TESS finds a small planet that sizes between Earth and Mars

NASA's TESS spacecraft has been finding exoplanets frequently since it began operations. TESS, or Transitioning Exoplanet Survey Satellite, has now discovered the smallest planet it has ever found. The tiny world is called L 98-59b and orbits a distant star along with two other planets dubbed L 98-59c and L 98-59d.

Scientists say that the system where the small planet, which slots between Mars and Earth in size, was found has potential for future study. Discovering small planets is difficult to do, and scientist say for atmospheric studies of small planets, scientists need short orbits around bright stars, but the planets are difficult to detect.

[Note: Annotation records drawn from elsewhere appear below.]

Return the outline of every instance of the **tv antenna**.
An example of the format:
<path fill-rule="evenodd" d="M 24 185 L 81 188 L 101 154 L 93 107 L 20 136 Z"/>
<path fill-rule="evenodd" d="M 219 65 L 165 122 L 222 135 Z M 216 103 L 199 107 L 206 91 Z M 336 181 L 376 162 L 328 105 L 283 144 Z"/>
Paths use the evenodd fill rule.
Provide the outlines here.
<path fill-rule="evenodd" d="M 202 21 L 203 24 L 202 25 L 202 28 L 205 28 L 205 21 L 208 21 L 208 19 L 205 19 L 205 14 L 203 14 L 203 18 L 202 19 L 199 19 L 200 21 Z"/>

Planet L 98-59b is only 80% of Earth's size and is 10% smaller than the previous smallest planet discovered by TESS. The star it orbits is called L 98-59 and is an M dwarf star that is about 1/3 the mass of the Sun and is 35 light-years away from Earth in the constellation Volans.

NASA's Kepler mission has discovered an even smaller exoplanet dubbed Kepler-37b that is only 20% larger than the Moon. As for the other two planets in the newly discovered Tess system, L 98-59c and L 98-59d are larger than the Earth at about 1.4 and 1.6 times respectively. TESS discovered all three planets by looking at transits, or periodic dips in the brightness of the star caused when the planets pass in front of it.

Tess monitors a sector of the sky for 27 days at a time. When Tess finishes its first year of observations next month, the L 98-59 system will have appeared in seven of the 13 sectors that make up the southern sky. That will allow the scientific team pouring through the data to search for additional planets that may have a gravitational impact on the planets it knows about.